Given Shifflet’s other work, it’s not surprising to see this lack of quality in his crypto “reporting,” but honestly Vigna should know better. We have to wonder if Vigna got burned in a scammy ICO and now seeks retribution by lobbing baseless accusations at crypto companies.

They claim that “between US$10.1 million and US$24.7 million worth of the cryptocurrency ether left the online accounts of Quadriga and moved through [ShapeShift]” in the aftermath of the collapse of Canadian exchange QuadrigaCX, which claims to have lost the private keys to access its wallets while many suspect its (allegedly deceased) owner of having absconded with customer funds and faked his own death. What could perhaps have allayed the Journal’s anxieties is to learn that ShapeShift’s compliance team had been investigating these transactions since the troubles surrounding Quadriga became known and found these transactions have the appearance of ordinary user transactions. They appear to be simply withdrawals that Quadriga’s users had made over the course of the last three years, and by and large resulted in perfectly traceable non-private cryptocurrencies like Bitcoin. It is worth noting that ShapeShift found the amount of ether sent from Quadriga wallets to them in December 2018 (within 30 days before Quadriga’s collapse) to be exactly zero.

Reporting that a total of 1.4 million ether were apparently sent from Quadriga to other exchanges (a number we have not verified), the Wall Street Journal appears to be unaware that it is a perfectly common practice for people to send their cryptocurrency directly from one exchange to another and that the flow of funds they tracked was years of ordinary user activity. This norm was entirely disregarded by the journalist, who presumed any transactions from a wallet with Quadriga attribution to a wallet with ShapeShift attribution, regardless of date, had a malicious purpose — a presumption based upon nothing.

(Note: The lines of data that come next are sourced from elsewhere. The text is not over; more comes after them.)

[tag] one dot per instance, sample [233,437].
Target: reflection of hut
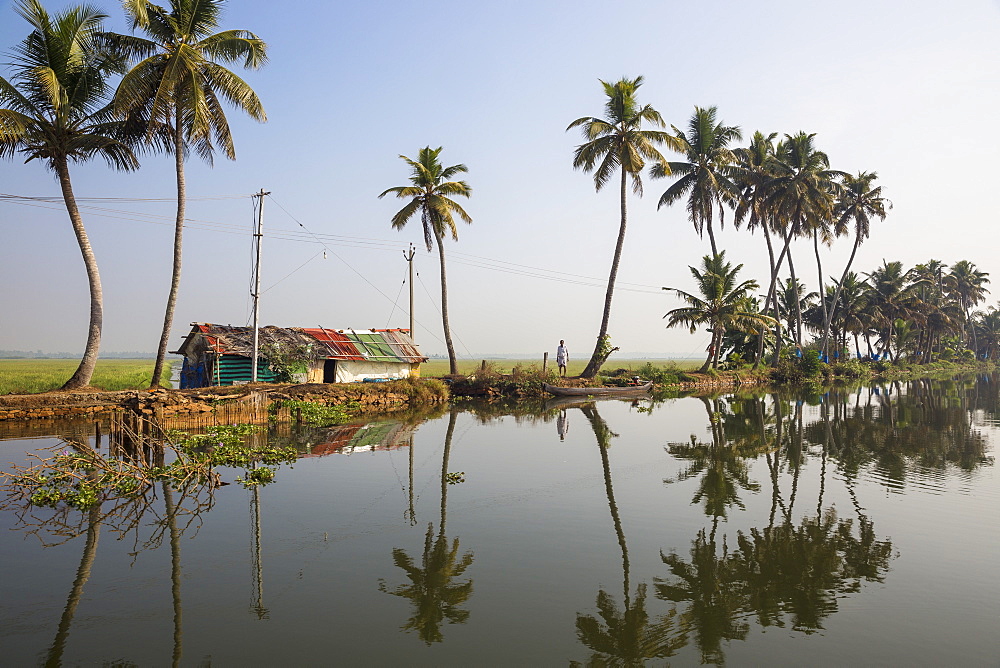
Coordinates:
[222,354]
[349,438]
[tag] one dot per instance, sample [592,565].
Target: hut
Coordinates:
[222,354]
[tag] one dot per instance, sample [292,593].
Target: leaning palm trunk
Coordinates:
[81,377]
[452,361]
[768,298]
[597,359]
[175,276]
[772,296]
[798,301]
[822,293]
[836,294]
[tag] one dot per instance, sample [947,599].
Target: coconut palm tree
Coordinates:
[888,299]
[618,142]
[177,89]
[858,203]
[967,285]
[802,193]
[55,109]
[705,177]
[722,305]
[753,170]
[430,196]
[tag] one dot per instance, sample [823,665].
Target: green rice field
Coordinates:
[439,367]
[31,376]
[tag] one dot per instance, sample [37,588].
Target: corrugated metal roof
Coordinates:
[337,344]
[380,345]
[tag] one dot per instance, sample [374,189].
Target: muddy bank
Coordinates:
[229,400]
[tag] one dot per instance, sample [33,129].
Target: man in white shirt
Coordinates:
[562,357]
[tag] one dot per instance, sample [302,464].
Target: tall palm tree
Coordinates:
[722,305]
[753,171]
[802,192]
[55,109]
[858,203]
[705,177]
[430,196]
[967,285]
[178,88]
[888,299]
[618,142]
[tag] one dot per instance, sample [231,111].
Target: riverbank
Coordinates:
[229,402]
[258,401]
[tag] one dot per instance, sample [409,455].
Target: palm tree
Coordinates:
[802,192]
[753,171]
[722,305]
[430,196]
[967,285]
[54,109]
[858,202]
[888,297]
[618,142]
[706,175]
[178,88]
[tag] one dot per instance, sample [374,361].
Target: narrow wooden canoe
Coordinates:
[596,391]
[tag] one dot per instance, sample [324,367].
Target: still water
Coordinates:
[858,527]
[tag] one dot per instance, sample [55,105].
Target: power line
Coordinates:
[325,240]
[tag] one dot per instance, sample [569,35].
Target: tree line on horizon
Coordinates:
[59,107]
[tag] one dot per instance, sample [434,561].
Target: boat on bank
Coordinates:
[597,391]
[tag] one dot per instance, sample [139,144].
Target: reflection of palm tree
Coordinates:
[722,464]
[627,637]
[433,589]
[175,569]
[710,585]
[623,637]
[82,575]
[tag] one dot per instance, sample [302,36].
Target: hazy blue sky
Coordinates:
[910,89]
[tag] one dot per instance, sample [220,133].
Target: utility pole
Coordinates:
[409,259]
[258,237]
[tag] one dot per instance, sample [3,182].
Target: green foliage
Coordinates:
[32,376]
[82,478]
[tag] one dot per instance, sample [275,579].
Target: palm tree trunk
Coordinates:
[773,298]
[452,361]
[711,238]
[822,292]
[175,276]
[840,286]
[81,377]
[798,301]
[597,359]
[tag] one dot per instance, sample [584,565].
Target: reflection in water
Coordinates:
[623,637]
[434,591]
[789,568]
[55,653]
[787,571]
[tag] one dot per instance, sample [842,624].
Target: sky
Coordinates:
[908,89]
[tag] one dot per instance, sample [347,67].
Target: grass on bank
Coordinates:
[436,368]
[31,376]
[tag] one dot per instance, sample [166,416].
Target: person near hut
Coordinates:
[562,357]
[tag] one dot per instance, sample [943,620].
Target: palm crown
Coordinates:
[179,81]
[430,196]
[55,106]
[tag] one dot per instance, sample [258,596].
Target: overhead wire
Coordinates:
[325,240]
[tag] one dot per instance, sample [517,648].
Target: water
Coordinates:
[860,527]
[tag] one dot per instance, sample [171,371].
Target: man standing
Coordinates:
[562,357]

ShapeShift is a so-called non-custodial exchange, which means that it does not keep accounts with customer funds. Rather, customers send a transaction to ShapeShift for immediate exchange and instantly receive the target currency back to a wallet of their choice. This arrangement makes it impossible for customer funds to be lost, embezzled, or stolen when the exchange becomes the victim of a hack — a venerable tradition in the cryptocurrency space most recently continued by the Cryptopia exchange.

The great irony is that ShapeShift’s model was designed to prevent exactly this kind of catastrophic customer loss, and yet the Journal uses the tragedy of Quadriga victims to slander ShapeShift.

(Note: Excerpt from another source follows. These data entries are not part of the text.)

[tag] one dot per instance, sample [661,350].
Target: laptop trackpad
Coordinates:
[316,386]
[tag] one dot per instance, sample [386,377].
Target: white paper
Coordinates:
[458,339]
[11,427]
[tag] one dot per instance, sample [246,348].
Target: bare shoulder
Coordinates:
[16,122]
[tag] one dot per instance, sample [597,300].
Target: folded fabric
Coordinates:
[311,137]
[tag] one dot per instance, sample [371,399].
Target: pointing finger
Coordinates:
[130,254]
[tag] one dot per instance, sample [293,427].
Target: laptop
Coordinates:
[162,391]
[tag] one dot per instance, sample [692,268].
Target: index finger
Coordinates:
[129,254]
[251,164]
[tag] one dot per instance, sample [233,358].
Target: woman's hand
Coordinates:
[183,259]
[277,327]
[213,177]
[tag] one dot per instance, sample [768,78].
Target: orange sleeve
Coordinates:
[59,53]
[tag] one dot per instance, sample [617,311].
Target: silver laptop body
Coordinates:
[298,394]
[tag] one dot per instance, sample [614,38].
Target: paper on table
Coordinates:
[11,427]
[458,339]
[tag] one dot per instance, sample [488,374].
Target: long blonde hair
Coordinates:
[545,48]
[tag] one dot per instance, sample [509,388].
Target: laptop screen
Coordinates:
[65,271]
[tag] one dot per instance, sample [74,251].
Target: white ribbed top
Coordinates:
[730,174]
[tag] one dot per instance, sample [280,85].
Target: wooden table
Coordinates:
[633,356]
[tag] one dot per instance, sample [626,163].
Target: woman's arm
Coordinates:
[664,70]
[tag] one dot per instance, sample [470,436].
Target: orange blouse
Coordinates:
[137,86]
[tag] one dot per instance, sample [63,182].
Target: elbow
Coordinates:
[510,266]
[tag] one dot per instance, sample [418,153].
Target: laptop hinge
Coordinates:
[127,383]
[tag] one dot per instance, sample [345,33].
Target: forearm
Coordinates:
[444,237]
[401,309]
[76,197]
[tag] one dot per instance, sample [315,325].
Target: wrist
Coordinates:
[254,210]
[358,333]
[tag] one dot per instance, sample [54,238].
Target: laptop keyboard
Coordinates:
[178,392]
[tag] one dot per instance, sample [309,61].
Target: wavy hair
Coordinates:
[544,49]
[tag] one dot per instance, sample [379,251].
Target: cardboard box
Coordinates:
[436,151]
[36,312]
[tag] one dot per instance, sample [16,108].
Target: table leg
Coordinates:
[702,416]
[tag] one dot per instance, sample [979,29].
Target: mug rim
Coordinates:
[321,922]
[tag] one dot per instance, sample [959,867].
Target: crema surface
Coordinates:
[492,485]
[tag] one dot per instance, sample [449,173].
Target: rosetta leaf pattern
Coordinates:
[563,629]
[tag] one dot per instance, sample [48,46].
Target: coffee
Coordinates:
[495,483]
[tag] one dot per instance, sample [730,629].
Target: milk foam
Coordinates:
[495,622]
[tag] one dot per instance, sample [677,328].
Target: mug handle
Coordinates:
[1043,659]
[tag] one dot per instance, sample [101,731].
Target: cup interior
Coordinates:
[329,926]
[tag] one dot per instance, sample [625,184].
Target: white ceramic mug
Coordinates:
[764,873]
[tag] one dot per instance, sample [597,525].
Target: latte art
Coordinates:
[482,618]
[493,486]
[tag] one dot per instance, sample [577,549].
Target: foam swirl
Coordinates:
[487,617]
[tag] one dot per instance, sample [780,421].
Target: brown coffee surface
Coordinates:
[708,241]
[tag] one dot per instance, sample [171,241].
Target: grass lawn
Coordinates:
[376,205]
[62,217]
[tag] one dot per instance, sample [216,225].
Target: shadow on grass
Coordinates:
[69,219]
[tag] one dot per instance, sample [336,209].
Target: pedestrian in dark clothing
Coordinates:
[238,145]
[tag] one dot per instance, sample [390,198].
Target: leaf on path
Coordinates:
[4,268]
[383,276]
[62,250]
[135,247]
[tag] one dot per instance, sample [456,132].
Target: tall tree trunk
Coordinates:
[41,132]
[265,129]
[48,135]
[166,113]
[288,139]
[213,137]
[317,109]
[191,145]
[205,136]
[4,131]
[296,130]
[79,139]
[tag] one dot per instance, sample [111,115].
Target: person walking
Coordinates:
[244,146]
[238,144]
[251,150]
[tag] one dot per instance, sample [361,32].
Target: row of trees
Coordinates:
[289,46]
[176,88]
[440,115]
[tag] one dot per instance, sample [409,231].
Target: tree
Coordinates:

While strict KYC requirements on ShapeShift were newly introduced in October 2018, the exchange is known in the industry for its transparency, not only keeping a public record of trades with target addresses enabling tracing of cross-chain exchanges, but also providing information from their site’s access logs upon lawful request, thus making its utility for laundering laughable, even prior to KYC implementation. The Wall Street Journal conspicuously fails to mention this relevant information, reporting instead that “[m]ost cryptocurrency exchanges operating in the U.S. say they follow federal rules to combat money laundering[,] ShapeShift didn’t do so until October 2018, when it began requiring identification.”

Much the same, of course, is true of many other exchanges, especially those that are big enough to support the volume that would be needed to exchange the quantities of cryptocurrency that result from a large hack or scam. Far from despairing, the knowledgeable investigator rejoices upon seeing suspicious funds deposited for a trade.

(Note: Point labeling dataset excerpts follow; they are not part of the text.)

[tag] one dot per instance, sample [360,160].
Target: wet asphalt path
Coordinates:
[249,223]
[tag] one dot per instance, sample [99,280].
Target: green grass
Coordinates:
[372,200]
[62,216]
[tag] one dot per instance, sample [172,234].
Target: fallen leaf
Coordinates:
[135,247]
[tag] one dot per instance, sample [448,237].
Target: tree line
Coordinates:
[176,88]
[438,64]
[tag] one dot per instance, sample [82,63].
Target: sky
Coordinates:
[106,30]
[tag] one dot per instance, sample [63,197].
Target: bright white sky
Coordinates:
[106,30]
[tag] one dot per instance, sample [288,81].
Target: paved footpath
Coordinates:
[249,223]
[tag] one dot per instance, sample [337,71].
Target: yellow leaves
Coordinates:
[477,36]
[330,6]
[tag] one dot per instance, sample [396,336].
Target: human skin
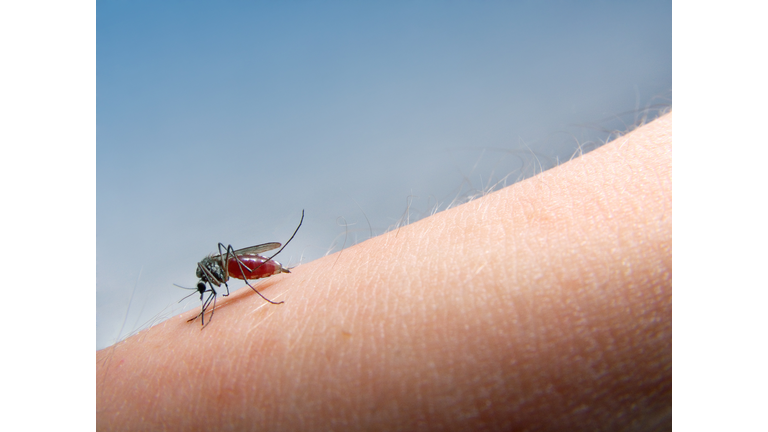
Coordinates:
[546,305]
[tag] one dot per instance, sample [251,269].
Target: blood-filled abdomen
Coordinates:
[253,267]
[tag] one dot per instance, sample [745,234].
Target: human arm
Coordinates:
[545,305]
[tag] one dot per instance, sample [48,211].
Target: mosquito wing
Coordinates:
[255,250]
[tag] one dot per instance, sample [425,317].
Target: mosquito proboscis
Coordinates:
[245,264]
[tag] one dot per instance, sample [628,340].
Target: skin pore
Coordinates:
[546,305]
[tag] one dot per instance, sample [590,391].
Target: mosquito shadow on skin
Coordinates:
[240,294]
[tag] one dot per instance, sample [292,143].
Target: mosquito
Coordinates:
[245,264]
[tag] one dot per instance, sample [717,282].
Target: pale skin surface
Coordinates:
[545,306]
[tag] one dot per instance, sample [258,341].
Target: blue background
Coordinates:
[221,121]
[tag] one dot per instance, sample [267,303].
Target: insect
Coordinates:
[245,264]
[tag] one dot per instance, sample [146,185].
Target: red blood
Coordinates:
[251,267]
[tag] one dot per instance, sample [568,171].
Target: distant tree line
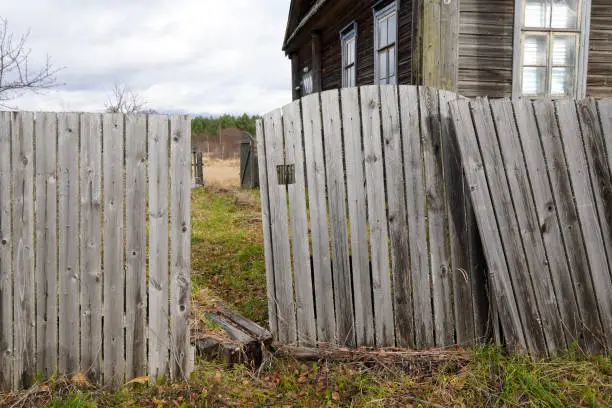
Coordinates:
[211,125]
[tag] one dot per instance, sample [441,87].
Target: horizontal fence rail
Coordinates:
[94,246]
[370,237]
[540,177]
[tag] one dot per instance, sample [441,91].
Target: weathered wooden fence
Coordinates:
[249,177]
[370,238]
[88,282]
[539,175]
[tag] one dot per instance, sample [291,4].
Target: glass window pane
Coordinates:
[535,49]
[382,65]
[392,27]
[565,14]
[562,81]
[537,13]
[382,33]
[564,50]
[392,61]
[534,81]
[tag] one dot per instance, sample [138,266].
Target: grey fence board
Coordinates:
[356,194]
[317,201]
[22,129]
[6,265]
[91,246]
[46,242]
[292,124]
[73,272]
[334,166]
[379,219]
[548,188]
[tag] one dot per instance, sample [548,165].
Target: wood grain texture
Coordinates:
[6,264]
[91,246]
[294,154]
[266,225]
[567,264]
[396,215]
[415,208]
[317,202]
[159,184]
[336,190]
[180,248]
[377,217]
[434,195]
[502,285]
[357,207]
[113,259]
[135,271]
[586,203]
[22,129]
[535,256]
[524,287]
[462,274]
[46,243]
[287,329]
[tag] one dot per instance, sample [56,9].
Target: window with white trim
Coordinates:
[552,35]
[348,41]
[385,44]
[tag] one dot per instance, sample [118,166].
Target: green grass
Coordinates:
[227,249]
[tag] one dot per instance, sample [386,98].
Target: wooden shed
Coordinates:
[501,48]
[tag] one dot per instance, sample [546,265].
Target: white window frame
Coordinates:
[346,34]
[584,19]
[381,12]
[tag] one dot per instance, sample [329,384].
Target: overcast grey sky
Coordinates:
[181,55]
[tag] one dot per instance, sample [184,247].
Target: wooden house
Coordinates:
[495,48]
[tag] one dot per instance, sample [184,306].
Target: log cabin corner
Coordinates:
[505,48]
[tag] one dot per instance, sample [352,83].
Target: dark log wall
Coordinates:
[486,34]
[361,12]
[599,80]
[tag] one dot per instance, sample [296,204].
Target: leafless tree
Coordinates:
[125,100]
[16,75]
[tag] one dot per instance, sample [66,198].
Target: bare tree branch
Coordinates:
[125,100]
[16,76]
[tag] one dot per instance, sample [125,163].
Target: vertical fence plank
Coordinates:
[398,229]
[68,222]
[500,278]
[287,330]
[586,206]
[114,361]
[535,256]
[23,249]
[549,211]
[360,265]
[462,274]
[294,154]
[159,342]
[321,261]
[180,238]
[434,196]
[534,305]
[415,208]
[6,244]
[379,239]
[46,243]
[91,246]
[264,179]
[334,165]
[135,272]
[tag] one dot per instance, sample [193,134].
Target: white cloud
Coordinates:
[188,55]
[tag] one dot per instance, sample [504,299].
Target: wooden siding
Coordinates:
[485,48]
[337,16]
[599,80]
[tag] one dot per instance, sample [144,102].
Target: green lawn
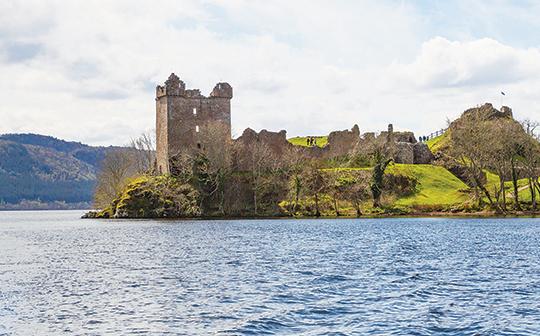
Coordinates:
[302,141]
[437,143]
[436,185]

Another swing and miss from the Wall Street Journal in what seems to be a recurring compulsion to take a jab at ShapeShift whenever reporting on (predominantly negative) events involving the cryptocurrency industry. Journalists would do well to involve a subject matter expert or professional investigator in order to avoid making absurd and easily refuted claims — and on this topic of Wall Street Journal’s lack of journalistic integrity, we will be conveying more in the coming days!